The inventors have found that in order to accurately identify the direction of a sound source, the frequency range used to identify the position of the sound source is preferably 1 kHz or less, and particularly preferably 3 kHz or less. As mentioned above, if the frequency range is 1 kHz or less, at least the two frequency components of the fundamental frequency and the first formant frequency are included, and if the range is further expanded to a frequency range of 3 kHz or less, the fundamental frequency and the first formant frequency are included. This is because three frequency components, the formant frequency and the second formant frequency, are included. Furthermore, the sound source can be identified with high accuracy without using a frequency higher than 3 kHz.
As mentioned above, to calculate the phase difference for frequencies below 1 kHz, the distance between the microphones should be 170 mm, and to calculate the phase difference for frequencies below 3 kHz, the distance between the microphones should be 57 mm. . When the distance between the microphones is in the range of 57 mm or more and 170 mm or less, the upper limit of the frequency at which the phase difference can be determined is 1 kHz to 3 kHz. Therefore, if the distance between the microphones is in the range of 57 mm or more and 170 mm or less, at least the fundamental frequency and the first formant frequency can be used to calculate the phase difference. Furthermore, by setting the upper limit of the frequency used to calculate the phase difference to about the second formant frequency, it is possible to improve the accuracy of the phase difference at low frequencies. In this way, the direction of the sound source of human voices can be identified with high accuracy.

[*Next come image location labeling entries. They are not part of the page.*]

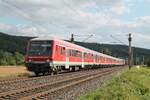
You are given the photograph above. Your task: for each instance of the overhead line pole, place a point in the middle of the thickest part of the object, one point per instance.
(130, 52)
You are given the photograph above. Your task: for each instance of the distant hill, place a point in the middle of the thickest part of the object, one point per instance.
(12, 44)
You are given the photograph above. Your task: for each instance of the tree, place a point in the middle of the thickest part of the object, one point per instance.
(106, 51)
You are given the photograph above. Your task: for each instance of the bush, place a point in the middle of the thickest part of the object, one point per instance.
(7, 58)
(19, 58)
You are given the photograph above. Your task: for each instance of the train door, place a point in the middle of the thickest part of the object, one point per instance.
(82, 60)
(67, 59)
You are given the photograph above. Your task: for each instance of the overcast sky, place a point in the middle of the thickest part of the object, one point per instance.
(60, 18)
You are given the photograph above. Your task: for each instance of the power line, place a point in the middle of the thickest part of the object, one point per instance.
(118, 40)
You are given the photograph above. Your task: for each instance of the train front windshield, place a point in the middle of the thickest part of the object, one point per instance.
(40, 48)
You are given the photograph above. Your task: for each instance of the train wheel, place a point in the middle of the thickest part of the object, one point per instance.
(36, 73)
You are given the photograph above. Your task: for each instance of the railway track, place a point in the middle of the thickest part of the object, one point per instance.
(43, 90)
(29, 82)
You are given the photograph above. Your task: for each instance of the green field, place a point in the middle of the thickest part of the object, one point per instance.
(131, 85)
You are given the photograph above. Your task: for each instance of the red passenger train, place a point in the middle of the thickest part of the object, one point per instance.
(47, 55)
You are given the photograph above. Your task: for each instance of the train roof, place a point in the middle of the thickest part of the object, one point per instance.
(68, 43)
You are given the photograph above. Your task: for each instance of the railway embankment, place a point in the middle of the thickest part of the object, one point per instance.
(130, 85)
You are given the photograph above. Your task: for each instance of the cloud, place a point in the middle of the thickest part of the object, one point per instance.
(120, 8)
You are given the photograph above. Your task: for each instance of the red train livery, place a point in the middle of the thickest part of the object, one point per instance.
(46, 55)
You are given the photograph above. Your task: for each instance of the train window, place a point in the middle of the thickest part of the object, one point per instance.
(70, 52)
(57, 48)
(64, 51)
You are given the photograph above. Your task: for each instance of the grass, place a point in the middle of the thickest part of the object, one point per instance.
(131, 85)
(13, 71)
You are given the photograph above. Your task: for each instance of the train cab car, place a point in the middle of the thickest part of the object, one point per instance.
(47, 55)
(39, 55)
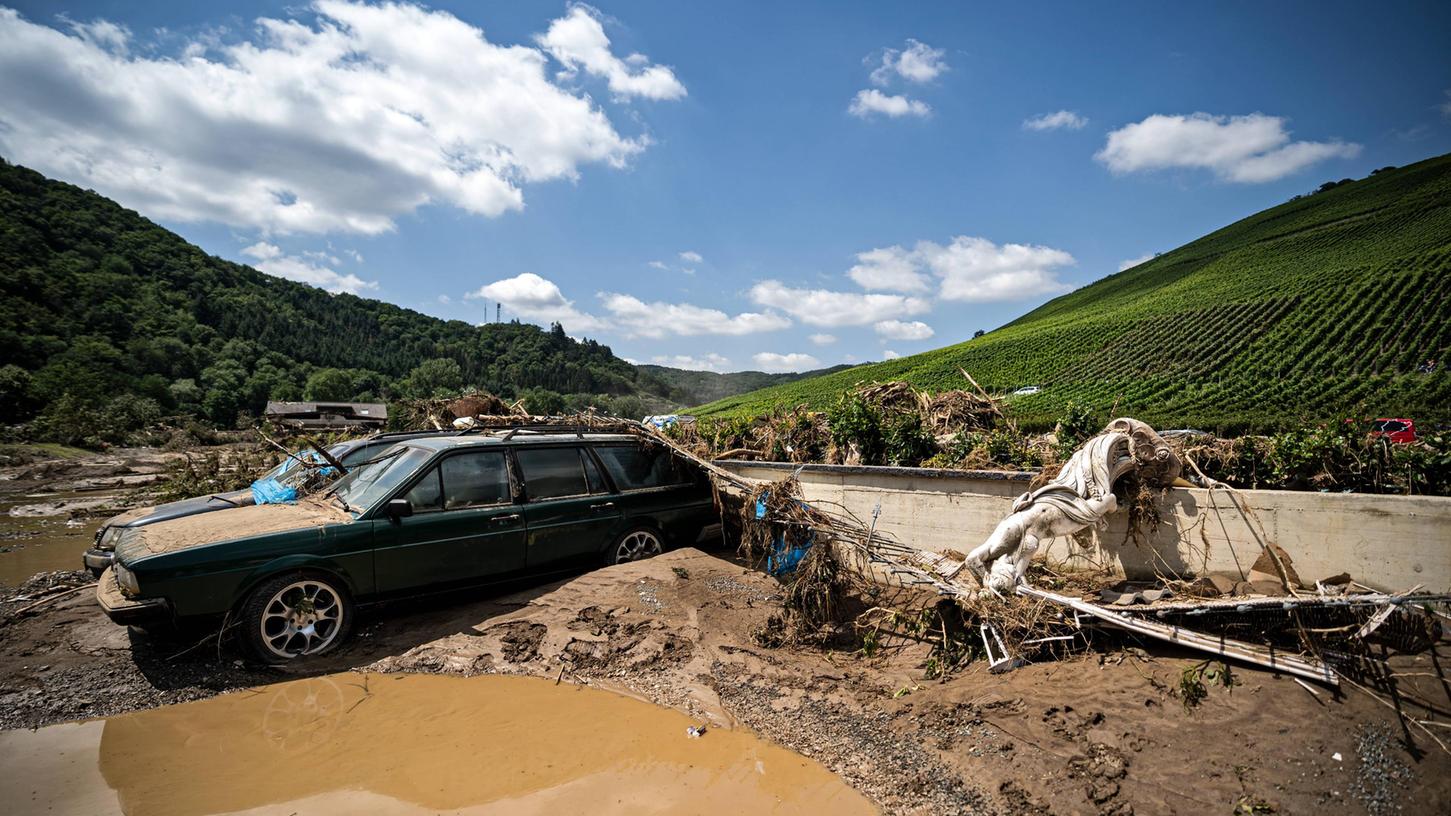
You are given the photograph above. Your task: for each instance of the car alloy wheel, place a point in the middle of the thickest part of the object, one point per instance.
(301, 619)
(637, 545)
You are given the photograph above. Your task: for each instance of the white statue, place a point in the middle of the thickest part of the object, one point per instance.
(1081, 495)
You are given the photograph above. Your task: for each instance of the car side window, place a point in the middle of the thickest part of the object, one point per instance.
(476, 479)
(360, 453)
(427, 494)
(636, 466)
(597, 482)
(552, 472)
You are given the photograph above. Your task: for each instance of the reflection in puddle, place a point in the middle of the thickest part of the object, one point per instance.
(409, 744)
(41, 543)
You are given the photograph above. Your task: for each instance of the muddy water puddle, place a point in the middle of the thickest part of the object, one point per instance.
(32, 543)
(409, 744)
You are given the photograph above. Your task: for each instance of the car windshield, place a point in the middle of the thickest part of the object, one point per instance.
(369, 484)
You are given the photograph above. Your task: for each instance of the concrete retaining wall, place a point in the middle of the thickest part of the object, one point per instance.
(1389, 542)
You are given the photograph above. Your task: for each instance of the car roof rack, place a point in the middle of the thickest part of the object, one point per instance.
(547, 429)
(389, 434)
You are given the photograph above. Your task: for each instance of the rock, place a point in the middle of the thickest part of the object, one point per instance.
(1264, 569)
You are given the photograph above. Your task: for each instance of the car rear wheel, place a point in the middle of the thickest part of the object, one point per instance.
(636, 545)
(296, 616)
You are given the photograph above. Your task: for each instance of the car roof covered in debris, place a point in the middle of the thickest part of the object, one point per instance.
(504, 437)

（６）前記特定部は、所定期間において、前記３つのマイクロフォンの各々から出力される電気信号をデジタル値に変換するサンプリング処理と前記、サンプリング処理にて変換されたデジタル値に基づき方向を特定する特定処理と、を繰り返し実行する構成とすると良い。 (6) The identification unit performs sampling processing for converting the electrical signals output from each of the three microphones into digital values during a predetermined period, and identifies the direction based on the digital values converted by the sampling processing. It is preferable to have a configuration in which specific processing is repeatedly executed.

このようにすると、音がいつ発せられるかわからない場合であっても、音の発生に応じて、音源方向の特定をすることができる。例えば、人声に応じて動作するコミュニケーションロボット、音の発生場所を記録する監視カメラなどの、音に応じて動作する装置において適用すると良い。音に応じて動作する装置に適用する場合、音源方向に向けた動きを行う制御をすると良い。また、人の発話した位置を特定する機能を備えると良い。また、音声認識機能を設けると良い。また、特定した人の発話方向に所定の部位を向ける機能を備えると良い。特に、コミュニケーションロボットとすると良い。また、サンプリング処理の開始時刻から次のサンプリング処理の開始時刻までの時間は２００ｍｓ以下である構成とすると良い。このようにすると、例えばコミュニケーションロボットの場合、例えば「おい」などの短い呼びかけに対しても、音に応じて音源位置を特定し、確実に動作することができる。また、本願の構成によれば、特に（５）のように、マイクロフォン間の距離をコミュニケーションロボットとして好適なサイズとすることができる。 In this way, even if it is not known when the sound will be emitted, the direction of the sound source can be specified according to the sound generation. For example, the present invention may be applied to devices that operate in response to sound, such as communication robots that operate in response to human voices, and surveillance cameras that record the location of sound. When applied to a device that operates in response to sound, it is preferable to perform control to move toward the direction of the sound source. It is also good to have a function to identify the position where a person speaks. It is also good to provide a voice recognition function. Further, it is preferable to have a function of directing a predetermined part in the direction of speech of the specified person. It is especially good to use communication robots. Further, it is preferable that the time from the start time of a sampling process to the start time of the next sampling process is 200 ms or less. In this way, for example, in the case of a communication robot, even in response to a short call such as "hey", the location of the sound source can be specified according to the sound, and the robot can operate reliably. Further, according to the configuration of the present application, the distance between the microphones can be set to a size suitable for a communication robot, especially as in (5).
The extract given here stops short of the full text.